Seasoned desert gardeners know what problem field bindweed (Convolvulus arvensis) can cause.

In the same family as morning glory, field bindweed, like many invasive plant species, is an import from Europe. The family convolvulus also gives us sweet potatoes and Mexican jicama (pronounced hick-ah-mah).

Bindweed can reproduce either by seed or rhizome. Seed leaves are almost square with a little notch at the end of the leaf. If the plant sprouts from a rhizome, there will be no seed leaves.

When the true leaves appear, they will be spade shaped, or bell-shaped. Flowers may be white or purplish white and trumpet-shaped. They will close each night and open the next day (unlike domesticated morning glory flowers, which last only a day.

Many gardeners, thinking it is indeed morning glory, will encourage the plant to grow. Unfortunately, in addition to being invasive, bindweed grows deep taproots, often 20 feet or more in length. The combination of deep taproots and multiple methods of reproduction make the plant very difficult to eradicate.

Chopping the root system will, more often than not, only spread the rhizomes and allow them to flourish.

In fact, field bindweed is happiest (and most aggressive) on newly-cultivated land.

Once established, bindweed roots will entangle the roots of surrounding plants, strangling and killing the plants. It’s aggressive above-ground tendrils grow very quickly and will entwine and kill or damage garden plants.

Unminded, bindweed will also form thick mats across the ground, preventing other desirable seeds from germinating or growing, and killing seedlings.

It has become a bane to agriculture, particularly in the western and southwestern U.S., although it is prevalent across the entire continent of North America. It has been found growing at sea level and even above 10,000 feet.

Eradicating Bindweed

Unfortunately, there are currently no herbicides known to kill bindweed, although there are several herbicides on the market that may at least bring bindweed under control. Chemicals such as dicamba and glyphosphate have been successful in suppressing it, but not in eradicating it. There is currently a fungal herbicide that is being tested that has had some effect on eradication. It is not yet on the market.

The weed is so tough and aggressive, and has such a strong root system, that the only way to eradicate it permanently is to exhaust the plant by depriving it of carbohydrates. This is done by continually removing the above ground parts of the plants and totally discarding them. Deep tilling or plowing may actually encourage the plant to grow. However, if deep tilling is used, and the roots are left to dry in the sun, it may help to control it.

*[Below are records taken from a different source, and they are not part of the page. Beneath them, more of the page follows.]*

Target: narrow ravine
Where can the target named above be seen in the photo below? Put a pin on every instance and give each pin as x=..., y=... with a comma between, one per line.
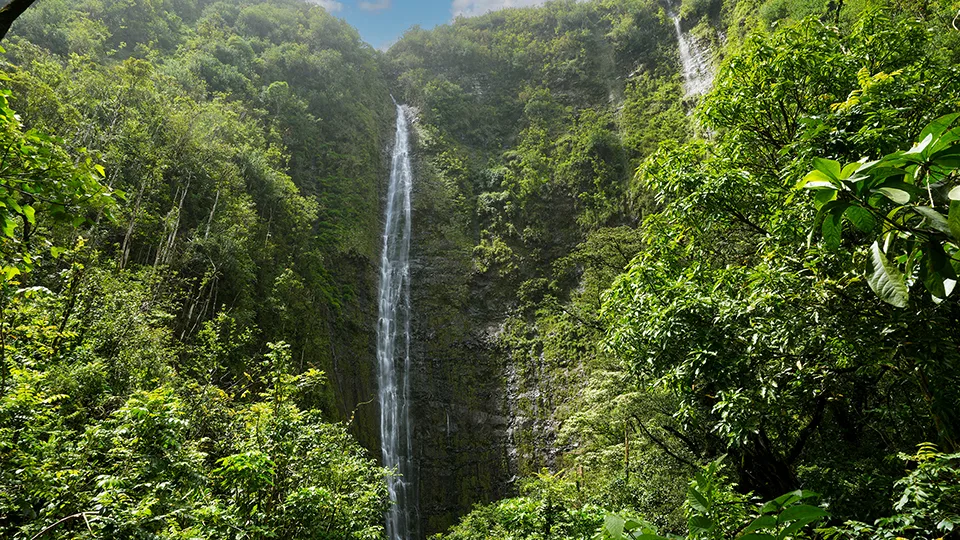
x=393, y=344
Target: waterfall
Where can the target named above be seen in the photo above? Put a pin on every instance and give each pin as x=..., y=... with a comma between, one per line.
x=695, y=60
x=393, y=344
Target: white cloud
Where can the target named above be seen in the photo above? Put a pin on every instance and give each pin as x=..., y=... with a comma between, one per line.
x=378, y=5
x=330, y=5
x=470, y=8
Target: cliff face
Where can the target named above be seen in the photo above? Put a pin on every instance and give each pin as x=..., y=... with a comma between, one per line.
x=460, y=411
x=519, y=156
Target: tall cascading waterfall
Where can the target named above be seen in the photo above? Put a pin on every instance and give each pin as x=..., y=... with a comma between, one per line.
x=393, y=344
x=695, y=60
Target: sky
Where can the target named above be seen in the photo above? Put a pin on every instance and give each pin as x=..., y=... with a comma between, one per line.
x=382, y=22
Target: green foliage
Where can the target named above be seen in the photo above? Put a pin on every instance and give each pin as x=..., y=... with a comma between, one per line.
x=899, y=194
x=550, y=507
x=928, y=506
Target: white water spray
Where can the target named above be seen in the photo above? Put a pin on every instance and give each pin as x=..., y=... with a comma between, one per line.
x=695, y=60
x=393, y=344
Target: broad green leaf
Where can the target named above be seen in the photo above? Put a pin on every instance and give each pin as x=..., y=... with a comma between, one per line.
x=801, y=511
x=832, y=228
x=697, y=501
x=937, y=127
x=934, y=218
x=920, y=146
x=849, y=169
x=791, y=530
x=762, y=522
x=817, y=180
x=7, y=226
x=614, y=525
x=861, y=218
x=824, y=196
x=931, y=279
x=953, y=219
x=828, y=167
x=700, y=524
x=10, y=272
x=896, y=195
x=885, y=279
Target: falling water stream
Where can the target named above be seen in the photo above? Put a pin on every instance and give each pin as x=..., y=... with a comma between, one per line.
x=393, y=344
x=695, y=60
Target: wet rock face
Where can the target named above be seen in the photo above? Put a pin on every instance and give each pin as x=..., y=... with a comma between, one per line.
x=460, y=413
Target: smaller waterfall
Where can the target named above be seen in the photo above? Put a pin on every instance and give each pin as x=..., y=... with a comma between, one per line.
x=695, y=60
x=393, y=344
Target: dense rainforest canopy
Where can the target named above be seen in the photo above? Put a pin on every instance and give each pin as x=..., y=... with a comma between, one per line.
x=642, y=312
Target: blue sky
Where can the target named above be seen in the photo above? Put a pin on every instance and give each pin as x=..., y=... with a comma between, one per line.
x=381, y=22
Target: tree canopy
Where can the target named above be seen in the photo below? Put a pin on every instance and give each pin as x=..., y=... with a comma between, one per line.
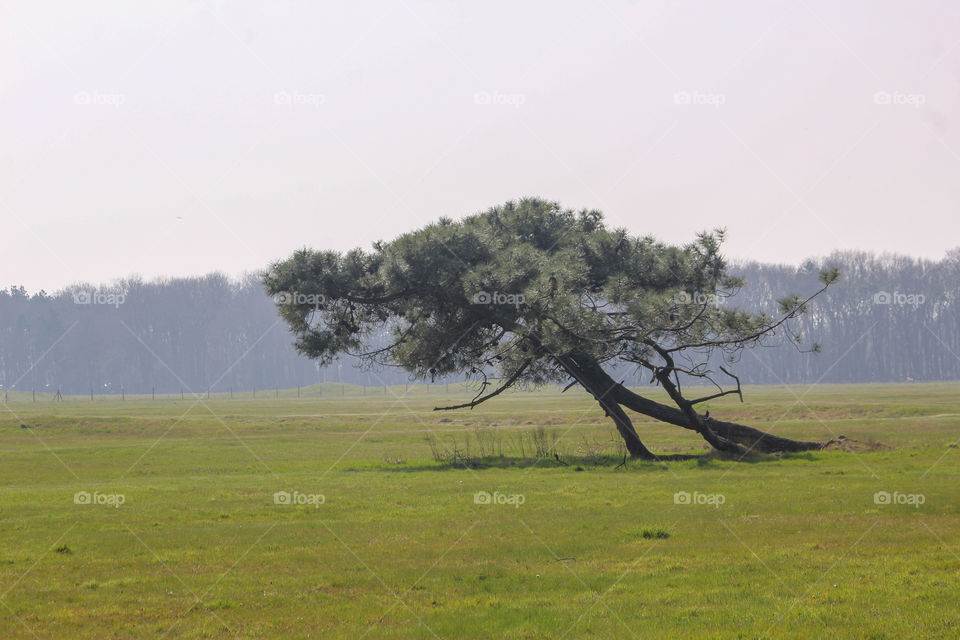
x=530, y=292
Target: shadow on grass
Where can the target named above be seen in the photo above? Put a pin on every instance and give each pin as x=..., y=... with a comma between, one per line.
x=578, y=463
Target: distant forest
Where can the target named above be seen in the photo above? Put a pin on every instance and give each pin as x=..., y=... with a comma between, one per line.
x=889, y=319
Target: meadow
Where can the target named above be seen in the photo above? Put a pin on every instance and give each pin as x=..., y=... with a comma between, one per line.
x=338, y=514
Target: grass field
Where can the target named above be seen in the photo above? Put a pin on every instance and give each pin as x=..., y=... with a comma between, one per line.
x=382, y=536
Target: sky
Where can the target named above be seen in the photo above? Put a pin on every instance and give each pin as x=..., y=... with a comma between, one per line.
x=181, y=138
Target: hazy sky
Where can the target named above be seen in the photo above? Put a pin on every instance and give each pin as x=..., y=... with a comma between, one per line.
x=186, y=137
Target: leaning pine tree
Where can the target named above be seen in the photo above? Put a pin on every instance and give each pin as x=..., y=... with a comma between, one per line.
x=531, y=293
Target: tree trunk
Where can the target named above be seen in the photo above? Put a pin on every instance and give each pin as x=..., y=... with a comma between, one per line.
x=752, y=439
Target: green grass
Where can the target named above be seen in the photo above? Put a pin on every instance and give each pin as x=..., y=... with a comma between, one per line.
x=789, y=546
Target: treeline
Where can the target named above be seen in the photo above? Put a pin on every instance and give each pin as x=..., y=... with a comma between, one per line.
x=889, y=319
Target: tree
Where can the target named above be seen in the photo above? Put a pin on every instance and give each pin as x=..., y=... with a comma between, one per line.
x=531, y=293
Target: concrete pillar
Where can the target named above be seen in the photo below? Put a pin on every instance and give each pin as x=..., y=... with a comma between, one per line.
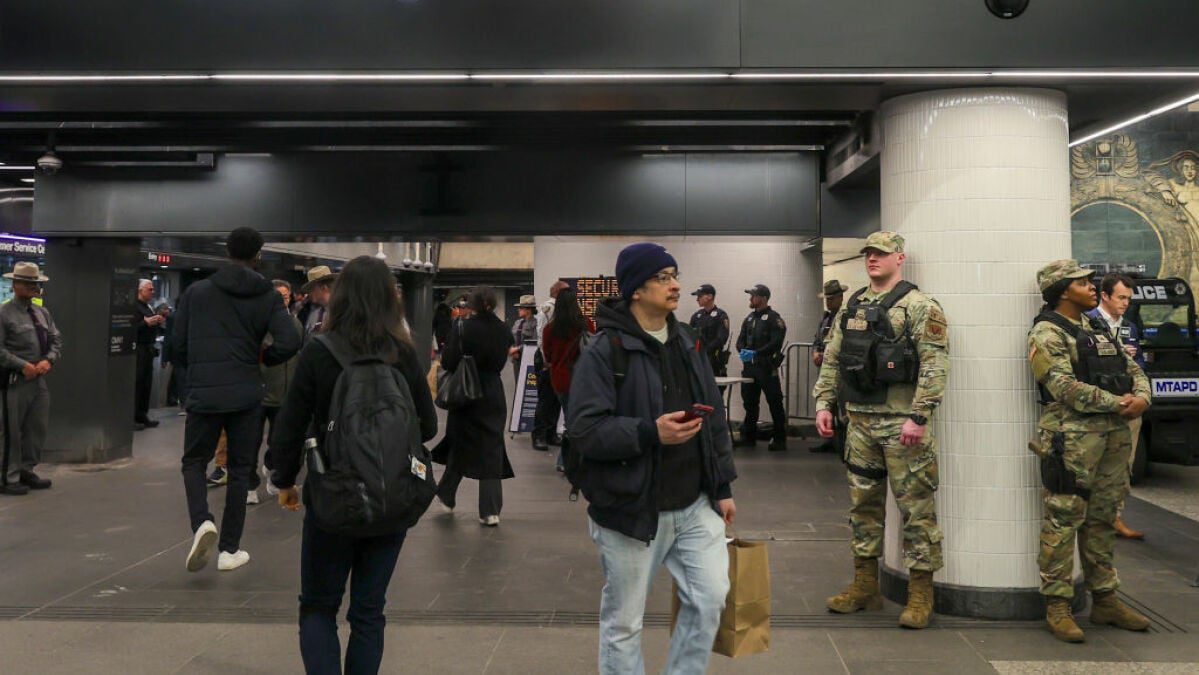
x=419, y=307
x=977, y=182
x=91, y=393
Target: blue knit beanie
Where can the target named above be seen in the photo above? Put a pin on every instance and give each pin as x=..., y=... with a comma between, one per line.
x=639, y=261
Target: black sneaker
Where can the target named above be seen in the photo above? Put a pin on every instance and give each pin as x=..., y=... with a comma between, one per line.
x=218, y=477
x=34, y=482
x=14, y=489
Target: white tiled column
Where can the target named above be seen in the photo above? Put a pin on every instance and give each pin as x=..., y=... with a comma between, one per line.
x=977, y=182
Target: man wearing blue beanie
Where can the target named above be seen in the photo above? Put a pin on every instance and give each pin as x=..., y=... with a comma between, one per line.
x=655, y=463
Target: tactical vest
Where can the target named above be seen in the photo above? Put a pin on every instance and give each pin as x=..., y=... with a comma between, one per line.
x=1101, y=360
x=872, y=357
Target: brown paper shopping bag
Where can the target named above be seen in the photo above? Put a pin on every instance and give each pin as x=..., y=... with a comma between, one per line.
x=745, y=622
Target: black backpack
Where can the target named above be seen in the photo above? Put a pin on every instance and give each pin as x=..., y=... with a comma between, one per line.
x=573, y=465
x=377, y=476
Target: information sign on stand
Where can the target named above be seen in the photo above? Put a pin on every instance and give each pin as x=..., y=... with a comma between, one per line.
x=122, y=327
x=524, y=399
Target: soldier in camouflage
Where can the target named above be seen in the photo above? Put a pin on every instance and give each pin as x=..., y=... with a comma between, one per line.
x=886, y=359
x=1090, y=390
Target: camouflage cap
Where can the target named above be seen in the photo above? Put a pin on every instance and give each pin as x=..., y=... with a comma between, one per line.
x=832, y=288
x=1059, y=270
x=885, y=241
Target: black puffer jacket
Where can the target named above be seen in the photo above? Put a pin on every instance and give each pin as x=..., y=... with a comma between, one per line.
x=218, y=336
x=616, y=432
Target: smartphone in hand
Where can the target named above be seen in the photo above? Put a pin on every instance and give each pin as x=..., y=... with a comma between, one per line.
x=698, y=411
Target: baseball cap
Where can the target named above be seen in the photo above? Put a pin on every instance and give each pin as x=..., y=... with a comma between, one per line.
x=759, y=289
x=885, y=241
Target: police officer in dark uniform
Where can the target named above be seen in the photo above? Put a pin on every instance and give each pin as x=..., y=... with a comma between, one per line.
x=711, y=324
x=760, y=347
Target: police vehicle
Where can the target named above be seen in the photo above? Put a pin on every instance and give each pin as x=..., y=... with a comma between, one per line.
x=1164, y=312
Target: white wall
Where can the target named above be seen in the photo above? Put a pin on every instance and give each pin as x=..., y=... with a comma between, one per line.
x=730, y=264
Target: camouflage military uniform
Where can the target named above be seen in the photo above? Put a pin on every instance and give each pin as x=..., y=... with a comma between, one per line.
x=1097, y=444
x=873, y=437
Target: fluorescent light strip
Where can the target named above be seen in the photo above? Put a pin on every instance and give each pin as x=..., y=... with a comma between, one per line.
x=338, y=77
x=613, y=76
x=1140, y=118
x=601, y=77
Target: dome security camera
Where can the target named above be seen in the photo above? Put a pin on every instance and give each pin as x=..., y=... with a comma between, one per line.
x=49, y=163
x=1007, y=8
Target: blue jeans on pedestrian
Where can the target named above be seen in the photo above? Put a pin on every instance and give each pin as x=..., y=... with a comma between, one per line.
x=326, y=561
x=691, y=543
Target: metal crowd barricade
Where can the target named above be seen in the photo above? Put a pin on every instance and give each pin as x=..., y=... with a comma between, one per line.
x=799, y=377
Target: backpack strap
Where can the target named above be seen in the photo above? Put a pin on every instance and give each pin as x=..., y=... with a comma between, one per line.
x=619, y=359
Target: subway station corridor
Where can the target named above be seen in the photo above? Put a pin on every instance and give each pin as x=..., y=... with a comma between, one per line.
x=94, y=582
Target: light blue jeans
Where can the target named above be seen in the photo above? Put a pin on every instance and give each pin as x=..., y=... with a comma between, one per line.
x=691, y=543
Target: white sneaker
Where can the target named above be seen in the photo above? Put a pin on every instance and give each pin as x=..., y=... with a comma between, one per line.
x=266, y=481
x=202, y=544
x=227, y=561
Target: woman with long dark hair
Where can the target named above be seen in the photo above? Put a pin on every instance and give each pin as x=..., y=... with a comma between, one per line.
x=365, y=313
x=474, y=443
x=562, y=343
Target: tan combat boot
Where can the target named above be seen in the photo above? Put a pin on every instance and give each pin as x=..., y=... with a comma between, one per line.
x=920, y=600
x=863, y=592
x=1061, y=621
x=1108, y=610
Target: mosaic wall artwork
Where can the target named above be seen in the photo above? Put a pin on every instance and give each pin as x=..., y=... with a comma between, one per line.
x=1136, y=199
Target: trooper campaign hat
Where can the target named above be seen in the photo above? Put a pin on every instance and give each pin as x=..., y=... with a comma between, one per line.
x=26, y=272
x=315, y=275
x=885, y=241
x=1060, y=270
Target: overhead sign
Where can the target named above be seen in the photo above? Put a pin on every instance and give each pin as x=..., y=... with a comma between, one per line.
x=591, y=290
x=12, y=245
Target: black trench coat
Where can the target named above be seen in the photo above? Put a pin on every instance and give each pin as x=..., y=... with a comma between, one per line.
x=474, y=441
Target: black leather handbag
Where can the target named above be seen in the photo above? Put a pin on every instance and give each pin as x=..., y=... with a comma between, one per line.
x=462, y=386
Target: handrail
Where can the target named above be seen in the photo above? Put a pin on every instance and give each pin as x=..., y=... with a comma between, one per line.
x=799, y=377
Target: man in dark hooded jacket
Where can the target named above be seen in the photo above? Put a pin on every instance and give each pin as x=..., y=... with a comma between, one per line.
x=218, y=335
x=658, y=483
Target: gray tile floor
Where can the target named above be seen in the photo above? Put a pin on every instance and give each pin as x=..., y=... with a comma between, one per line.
x=94, y=582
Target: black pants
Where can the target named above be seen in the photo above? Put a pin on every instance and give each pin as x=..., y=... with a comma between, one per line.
x=326, y=561
x=243, y=434
x=544, y=423
x=765, y=381
x=144, y=383
x=490, y=493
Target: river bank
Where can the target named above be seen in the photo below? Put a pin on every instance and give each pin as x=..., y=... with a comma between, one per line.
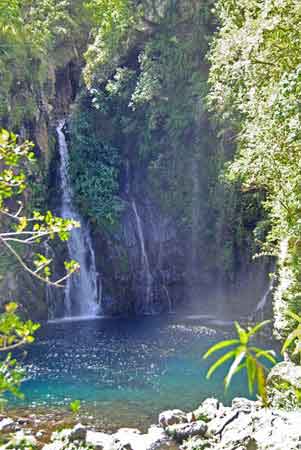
x=245, y=425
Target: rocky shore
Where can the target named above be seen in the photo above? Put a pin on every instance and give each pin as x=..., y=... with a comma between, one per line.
x=245, y=425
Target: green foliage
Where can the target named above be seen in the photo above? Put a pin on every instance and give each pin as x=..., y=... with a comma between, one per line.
x=115, y=22
x=294, y=338
x=75, y=406
x=94, y=170
x=14, y=333
x=245, y=356
x=16, y=160
x=255, y=83
x=35, y=35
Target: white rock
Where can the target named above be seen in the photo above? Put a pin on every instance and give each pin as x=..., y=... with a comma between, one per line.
x=182, y=431
x=78, y=433
x=171, y=417
x=6, y=423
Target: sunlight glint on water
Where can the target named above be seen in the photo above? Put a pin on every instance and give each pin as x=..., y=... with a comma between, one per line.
x=141, y=366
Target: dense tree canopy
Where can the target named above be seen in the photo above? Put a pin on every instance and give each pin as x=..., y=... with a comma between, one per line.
x=255, y=82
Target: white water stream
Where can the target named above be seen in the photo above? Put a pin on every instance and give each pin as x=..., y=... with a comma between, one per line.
x=144, y=262
x=81, y=291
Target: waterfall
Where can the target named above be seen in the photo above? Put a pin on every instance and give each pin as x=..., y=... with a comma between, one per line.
x=147, y=276
x=259, y=310
x=81, y=291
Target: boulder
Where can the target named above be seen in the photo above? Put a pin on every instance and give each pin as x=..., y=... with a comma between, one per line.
x=183, y=431
x=99, y=441
x=21, y=440
x=284, y=385
x=128, y=439
x=78, y=433
x=172, y=417
x=6, y=424
x=208, y=410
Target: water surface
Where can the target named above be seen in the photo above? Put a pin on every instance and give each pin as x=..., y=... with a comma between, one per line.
x=124, y=371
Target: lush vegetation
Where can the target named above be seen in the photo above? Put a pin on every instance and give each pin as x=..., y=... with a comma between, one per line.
x=255, y=84
x=18, y=231
x=245, y=356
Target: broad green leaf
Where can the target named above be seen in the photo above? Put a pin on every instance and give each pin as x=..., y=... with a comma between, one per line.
x=242, y=333
x=219, y=362
x=251, y=372
x=293, y=316
x=268, y=354
x=291, y=337
x=261, y=384
x=236, y=363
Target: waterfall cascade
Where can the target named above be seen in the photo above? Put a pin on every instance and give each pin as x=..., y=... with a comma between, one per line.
x=81, y=292
x=147, y=276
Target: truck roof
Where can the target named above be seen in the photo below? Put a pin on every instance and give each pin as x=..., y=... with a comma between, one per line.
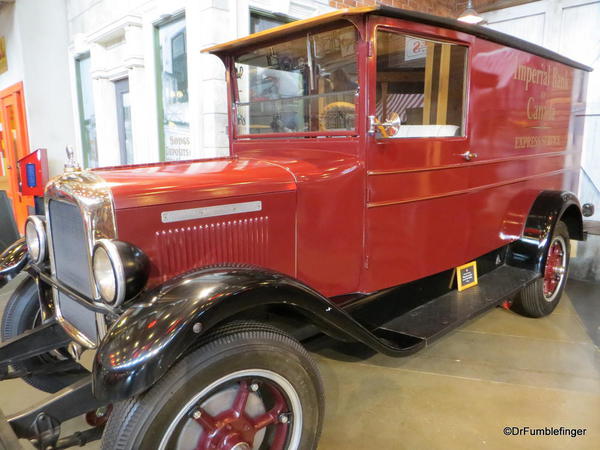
x=413, y=16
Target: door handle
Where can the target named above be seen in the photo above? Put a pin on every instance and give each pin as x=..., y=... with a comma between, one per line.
x=468, y=155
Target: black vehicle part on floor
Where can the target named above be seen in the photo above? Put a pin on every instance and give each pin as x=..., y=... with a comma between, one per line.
x=66, y=404
x=183, y=309
x=40, y=340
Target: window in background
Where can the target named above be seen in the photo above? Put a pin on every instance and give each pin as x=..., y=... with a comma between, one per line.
x=172, y=82
x=87, y=116
x=262, y=20
x=124, y=121
x=423, y=83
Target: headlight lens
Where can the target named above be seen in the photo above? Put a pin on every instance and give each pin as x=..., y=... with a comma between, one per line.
x=120, y=270
x=105, y=274
x=35, y=236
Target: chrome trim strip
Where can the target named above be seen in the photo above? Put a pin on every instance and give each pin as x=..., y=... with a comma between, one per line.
x=94, y=198
x=471, y=164
x=181, y=215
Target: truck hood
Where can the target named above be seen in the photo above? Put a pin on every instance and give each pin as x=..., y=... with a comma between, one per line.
x=183, y=181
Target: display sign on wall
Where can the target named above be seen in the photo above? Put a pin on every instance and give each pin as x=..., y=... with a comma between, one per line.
x=415, y=49
x=3, y=56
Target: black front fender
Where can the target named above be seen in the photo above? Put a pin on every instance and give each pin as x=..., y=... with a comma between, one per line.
x=150, y=337
x=12, y=261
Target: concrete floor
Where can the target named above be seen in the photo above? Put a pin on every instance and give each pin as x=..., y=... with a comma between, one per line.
x=499, y=370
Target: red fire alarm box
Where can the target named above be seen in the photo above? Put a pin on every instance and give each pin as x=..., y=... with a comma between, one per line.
x=33, y=170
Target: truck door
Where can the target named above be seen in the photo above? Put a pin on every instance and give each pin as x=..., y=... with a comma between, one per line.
x=417, y=156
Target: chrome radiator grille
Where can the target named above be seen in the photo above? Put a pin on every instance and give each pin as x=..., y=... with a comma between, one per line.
x=69, y=242
x=71, y=265
x=79, y=212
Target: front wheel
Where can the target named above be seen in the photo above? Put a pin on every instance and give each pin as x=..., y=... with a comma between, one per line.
x=539, y=298
x=250, y=386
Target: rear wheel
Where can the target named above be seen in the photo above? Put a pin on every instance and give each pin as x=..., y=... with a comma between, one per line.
x=250, y=386
x=539, y=298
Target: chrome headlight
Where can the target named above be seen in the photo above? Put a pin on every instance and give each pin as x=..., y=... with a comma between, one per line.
x=35, y=236
x=120, y=270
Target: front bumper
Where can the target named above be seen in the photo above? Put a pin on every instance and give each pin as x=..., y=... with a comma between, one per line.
x=12, y=261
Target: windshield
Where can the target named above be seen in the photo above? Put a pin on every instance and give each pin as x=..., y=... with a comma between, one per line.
x=308, y=84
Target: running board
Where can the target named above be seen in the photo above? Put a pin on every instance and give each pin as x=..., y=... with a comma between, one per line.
x=419, y=326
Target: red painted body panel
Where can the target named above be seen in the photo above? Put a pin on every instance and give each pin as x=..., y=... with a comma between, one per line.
x=352, y=213
x=178, y=182
x=428, y=208
x=264, y=238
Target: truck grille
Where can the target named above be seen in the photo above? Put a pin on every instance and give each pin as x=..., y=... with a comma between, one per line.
x=71, y=264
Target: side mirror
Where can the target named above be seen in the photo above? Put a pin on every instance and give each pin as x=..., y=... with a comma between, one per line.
x=388, y=128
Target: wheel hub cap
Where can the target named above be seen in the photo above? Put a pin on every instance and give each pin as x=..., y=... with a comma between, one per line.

It may take several growing seasons to get bindweed under control, and probably longer to completely eradicate it.

Biological Control

Currently there are two biological entities being tested. One is a defoliating moth and the other is a gall mite. Both are species specific and both have been released in selected areas of the U.S. and Canada. However, some states, like California, have not approved the use of these biological weapons.